Müziğimize şimdiye kadar ne verdiniz, yeterli mi, bundan sonra ne yapmayı düşünüyorsunuz?
-Yapabildiğim şarkılar, musikimize bir şeyler verebildi ise mutlu olacağım. Ben çalışmalarımı yeterli bulmuyorum. Ömrüm yettiğince, musikimiz eserlerini ileriye bırakma çabasındayım, şu ana kadar 200 eser basıldı ve ilgililere iletildi Yayın ajansımda musikimizle ilgili her konuyu ele almak istiyorum. İmkân bulabilirsem
bütün bestecilerin eserlerini basacağım. Bir “Musiki Antolojisi” hazırlıyorum, onu çıkaracağım, devamlı olarak da gazetem Dünya’da musikimiz ve radyolarımızla ilgileniyorum.
Şarkılarıma gelince: Musikimizin bünyesini bozmadan Allah’ın lütfü ile yeni bir form üzerinde çalıştım ve çalışıyorum. Yetmiyor bu bana, ancak, düşündüğüm, duyduğum çok melodi dizisini tespit bile etmek istemiyorum, çünkü, bugünkü icra şartları içinde farklı ekol sahibi icracıların istenilen sonuca varmaları zor… Her icracı bir kıymet, hepsini takdirle anmak görevimiz, ama yetmiyor işte.

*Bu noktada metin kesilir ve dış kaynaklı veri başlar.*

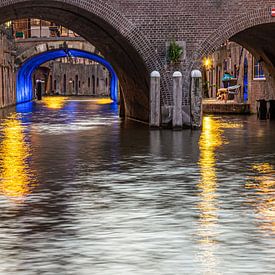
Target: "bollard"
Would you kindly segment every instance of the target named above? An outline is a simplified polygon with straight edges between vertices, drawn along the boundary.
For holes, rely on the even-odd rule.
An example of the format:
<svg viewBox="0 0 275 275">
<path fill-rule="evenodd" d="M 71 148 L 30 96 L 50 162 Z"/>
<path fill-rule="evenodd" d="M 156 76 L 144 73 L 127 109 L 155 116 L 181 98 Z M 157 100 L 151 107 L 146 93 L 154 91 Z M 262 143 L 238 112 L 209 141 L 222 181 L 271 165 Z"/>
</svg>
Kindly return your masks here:
<svg viewBox="0 0 275 275">
<path fill-rule="evenodd" d="M 150 127 L 159 128 L 160 123 L 160 73 L 153 71 L 150 79 Z"/>
<path fill-rule="evenodd" d="M 174 72 L 173 74 L 173 128 L 182 128 L 182 73 Z"/>
<path fill-rule="evenodd" d="M 202 73 L 199 70 L 191 72 L 191 127 L 194 129 L 202 126 Z"/>
</svg>

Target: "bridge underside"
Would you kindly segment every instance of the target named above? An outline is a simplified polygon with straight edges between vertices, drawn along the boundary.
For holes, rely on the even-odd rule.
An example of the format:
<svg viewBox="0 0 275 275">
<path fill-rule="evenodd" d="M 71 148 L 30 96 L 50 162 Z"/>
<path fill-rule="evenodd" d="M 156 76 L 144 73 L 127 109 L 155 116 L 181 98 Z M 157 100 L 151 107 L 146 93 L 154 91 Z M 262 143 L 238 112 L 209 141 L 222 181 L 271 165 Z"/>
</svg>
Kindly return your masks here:
<svg viewBox="0 0 275 275">
<path fill-rule="evenodd" d="M 262 61 L 275 88 L 275 23 L 261 24 L 248 28 L 231 40 L 248 49 L 258 60 Z"/>
<path fill-rule="evenodd" d="M 29 1 L 0 9 L 1 22 L 38 16 L 72 29 L 99 49 L 119 78 L 125 115 L 148 121 L 149 72 L 140 53 L 127 40 L 127 34 L 121 35 L 87 10 L 56 1 Z"/>
<path fill-rule="evenodd" d="M 52 50 L 41 53 L 39 55 L 33 56 L 26 60 L 20 67 L 17 73 L 17 87 L 16 87 L 16 97 L 17 103 L 24 103 L 31 101 L 33 99 L 33 79 L 32 75 L 36 69 L 38 69 L 42 64 L 62 57 L 81 57 L 93 60 L 98 62 L 106 67 L 111 75 L 111 99 L 115 102 L 118 101 L 118 78 L 113 69 L 113 67 L 102 57 L 95 55 L 93 53 L 89 53 L 82 50 L 70 49 L 70 50 Z"/>
</svg>

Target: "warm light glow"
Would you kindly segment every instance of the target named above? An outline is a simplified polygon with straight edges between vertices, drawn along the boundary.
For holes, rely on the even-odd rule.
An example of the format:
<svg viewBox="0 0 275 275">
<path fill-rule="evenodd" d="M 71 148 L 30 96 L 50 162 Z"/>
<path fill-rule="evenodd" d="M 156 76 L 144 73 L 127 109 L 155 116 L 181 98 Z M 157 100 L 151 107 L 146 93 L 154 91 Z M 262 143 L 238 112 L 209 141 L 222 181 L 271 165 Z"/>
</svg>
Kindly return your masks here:
<svg viewBox="0 0 275 275">
<path fill-rule="evenodd" d="M 210 69 L 211 66 L 212 66 L 212 60 L 209 58 L 209 57 L 205 57 L 203 59 L 203 66 L 206 68 L 206 69 Z"/>
<path fill-rule="evenodd" d="M 99 105 L 111 104 L 113 102 L 114 101 L 110 98 L 98 98 L 95 100 L 95 103 Z"/>
<path fill-rule="evenodd" d="M 12 200 L 20 201 L 31 192 L 35 183 L 29 167 L 30 149 L 18 115 L 11 115 L 1 126 L 1 193 Z"/>
<path fill-rule="evenodd" d="M 201 191 L 201 202 L 198 205 L 201 211 L 201 223 L 205 226 L 212 224 L 217 219 L 216 210 L 216 151 L 227 144 L 223 137 L 224 129 L 239 129 L 243 124 L 226 122 L 213 117 L 203 118 L 203 131 L 200 138 L 201 181 L 198 188 Z M 207 238 L 207 241 L 210 241 Z"/>
<path fill-rule="evenodd" d="M 269 163 L 253 165 L 256 176 L 246 184 L 254 189 L 256 196 L 250 201 L 257 209 L 259 227 L 268 234 L 275 234 L 275 169 Z"/>
<path fill-rule="evenodd" d="M 222 138 L 222 129 L 219 121 L 211 117 L 204 117 L 203 131 L 200 138 L 200 169 L 201 181 L 198 188 L 201 191 L 201 222 L 212 223 L 216 220 L 216 150 L 225 141 Z"/>
<path fill-rule="evenodd" d="M 5 23 L 6 28 L 10 28 L 12 26 L 12 21 L 8 21 Z"/>
<path fill-rule="evenodd" d="M 48 96 L 43 98 L 43 103 L 49 109 L 61 109 L 68 98 L 64 96 Z"/>
<path fill-rule="evenodd" d="M 200 191 L 200 202 L 197 207 L 200 211 L 198 236 L 201 244 L 198 257 L 209 274 L 214 274 L 217 266 L 214 255 L 217 235 L 215 227 L 218 220 L 216 150 L 225 143 L 222 134 L 222 125 L 218 120 L 204 117 L 199 142 L 201 180 L 197 185 Z"/>
</svg>

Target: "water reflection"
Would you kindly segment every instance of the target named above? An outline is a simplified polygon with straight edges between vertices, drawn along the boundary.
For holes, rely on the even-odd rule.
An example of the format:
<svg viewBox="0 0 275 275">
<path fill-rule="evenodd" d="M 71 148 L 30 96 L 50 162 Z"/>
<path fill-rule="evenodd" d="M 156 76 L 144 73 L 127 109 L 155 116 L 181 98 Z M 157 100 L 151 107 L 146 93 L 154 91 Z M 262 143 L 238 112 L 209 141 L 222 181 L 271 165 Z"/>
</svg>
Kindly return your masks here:
<svg viewBox="0 0 275 275">
<path fill-rule="evenodd" d="M 35 183 L 29 165 L 30 147 L 17 114 L 5 119 L 1 127 L 1 192 L 12 200 L 20 201 L 31 192 Z"/>
<path fill-rule="evenodd" d="M 199 260 L 209 274 L 218 274 L 216 267 L 218 259 L 215 252 L 218 250 L 218 210 L 220 200 L 218 197 L 219 181 L 217 177 L 217 150 L 229 142 L 224 137 L 225 129 L 240 129 L 243 124 L 234 121 L 223 121 L 215 117 L 204 117 L 203 131 L 199 141 L 200 148 L 200 174 L 201 179 L 197 188 L 199 190 L 198 236 L 201 252 Z"/>
<path fill-rule="evenodd" d="M 43 103 L 49 109 L 58 110 L 64 107 L 67 99 L 64 96 L 48 96 L 43 98 Z"/>
<path fill-rule="evenodd" d="M 113 102 L 114 101 L 110 98 L 98 98 L 95 100 L 95 103 L 99 105 L 111 104 Z"/>
<path fill-rule="evenodd" d="M 275 169 L 270 163 L 255 164 L 256 175 L 251 177 L 247 189 L 256 190 L 250 202 L 255 206 L 259 227 L 267 234 L 275 234 Z"/>
<path fill-rule="evenodd" d="M 217 259 L 214 256 L 217 237 L 217 172 L 216 172 L 216 150 L 224 143 L 221 123 L 212 117 L 205 117 L 203 131 L 200 138 L 200 170 L 201 180 L 198 184 L 200 191 L 200 226 L 198 228 L 201 253 L 199 260 L 211 274 L 215 272 Z"/>
<path fill-rule="evenodd" d="M 32 194 L 0 196 L 0 274 L 273 274 L 275 127 L 148 131 L 114 106 L 69 98 L 3 121 L 0 153 L 20 166 L 17 195 Z"/>
</svg>

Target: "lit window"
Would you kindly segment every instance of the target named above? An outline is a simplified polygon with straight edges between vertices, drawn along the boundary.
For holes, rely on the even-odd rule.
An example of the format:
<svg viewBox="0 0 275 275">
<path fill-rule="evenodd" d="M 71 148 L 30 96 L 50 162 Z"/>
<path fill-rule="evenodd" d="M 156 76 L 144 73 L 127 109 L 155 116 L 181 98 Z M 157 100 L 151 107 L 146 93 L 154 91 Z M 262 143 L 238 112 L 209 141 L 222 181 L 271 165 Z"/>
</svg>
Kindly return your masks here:
<svg viewBox="0 0 275 275">
<path fill-rule="evenodd" d="M 265 79 L 264 69 L 262 62 L 254 59 L 253 66 L 253 79 Z"/>
</svg>

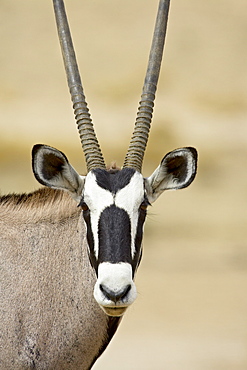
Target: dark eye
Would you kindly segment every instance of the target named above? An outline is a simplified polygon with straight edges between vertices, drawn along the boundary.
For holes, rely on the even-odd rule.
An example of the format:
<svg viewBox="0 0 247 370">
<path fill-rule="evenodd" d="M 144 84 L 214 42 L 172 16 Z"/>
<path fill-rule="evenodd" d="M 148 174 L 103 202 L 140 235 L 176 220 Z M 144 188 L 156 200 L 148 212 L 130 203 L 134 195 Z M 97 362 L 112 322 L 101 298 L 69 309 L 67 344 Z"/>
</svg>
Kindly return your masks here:
<svg viewBox="0 0 247 370">
<path fill-rule="evenodd" d="M 78 207 L 81 207 L 81 209 L 82 209 L 84 212 L 88 210 L 88 206 L 87 206 L 87 204 L 84 202 L 84 200 L 83 200 L 83 199 L 82 199 L 82 200 L 80 201 L 80 203 L 78 204 Z"/>
<path fill-rule="evenodd" d="M 148 208 L 148 206 L 150 206 L 149 201 L 148 201 L 148 200 L 144 200 L 144 201 L 142 202 L 142 204 L 140 205 L 140 209 L 141 209 L 142 211 L 146 211 L 146 210 L 147 210 L 147 208 Z"/>
<path fill-rule="evenodd" d="M 85 202 L 83 202 L 80 206 L 81 206 L 81 209 L 83 210 L 83 212 L 88 210 L 88 206 L 86 205 Z"/>
<path fill-rule="evenodd" d="M 143 211 L 146 211 L 147 208 L 148 208 L 147 204 L 143 203 L 143 204 L 140 205 L 140 209 L 142 209 Z"/>
</svg>

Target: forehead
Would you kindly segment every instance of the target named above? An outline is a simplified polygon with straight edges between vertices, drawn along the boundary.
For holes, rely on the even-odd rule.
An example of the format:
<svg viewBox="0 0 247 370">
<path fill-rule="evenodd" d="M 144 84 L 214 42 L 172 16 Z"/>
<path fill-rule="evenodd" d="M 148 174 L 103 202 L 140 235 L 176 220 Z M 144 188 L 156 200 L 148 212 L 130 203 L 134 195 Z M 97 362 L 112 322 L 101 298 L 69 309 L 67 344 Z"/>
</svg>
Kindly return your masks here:
<svg viewBox="0 0 247 370">
<path fill-rule="evenodd" d="M 97 199 L 113 204 L 124 197 L 143 197 L 144 183 L 142 175 L 131 169 L 124 168 L 115 173 L 97 169 L 91 171 L 85 181 L 84 197 Z"/>
</svg>

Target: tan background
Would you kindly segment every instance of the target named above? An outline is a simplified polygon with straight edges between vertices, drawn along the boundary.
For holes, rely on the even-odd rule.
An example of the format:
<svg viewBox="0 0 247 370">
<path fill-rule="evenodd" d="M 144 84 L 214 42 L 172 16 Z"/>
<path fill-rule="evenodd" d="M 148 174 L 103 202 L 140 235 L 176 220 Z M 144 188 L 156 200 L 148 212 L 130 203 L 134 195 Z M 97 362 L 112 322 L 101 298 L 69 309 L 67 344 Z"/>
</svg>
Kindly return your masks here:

Çok büyük imkanlara sahip olsanız müzik için ne yapmak isterdiniz?
-Kurduğum yayın ajansım en verimli şekle sokmak, ajansa bağlı, değerli öğretim üyelerinin yürüteceği bir özel dershane kurmak, tek tip nota yayınını sanayi haline getirip, her yerde kullanılmalarını sağlamak isterim. Bir dileğim de, Allah kısmet eder, ömrüm yeterse, A’dan Z’ye bir Türk Musikisi Antolojisi, yayınlamak
(Nefise E. Güngör / Ekim 1968 / İleri Musiki Dergisi / Arşiv çalışması: Serhan Yedig)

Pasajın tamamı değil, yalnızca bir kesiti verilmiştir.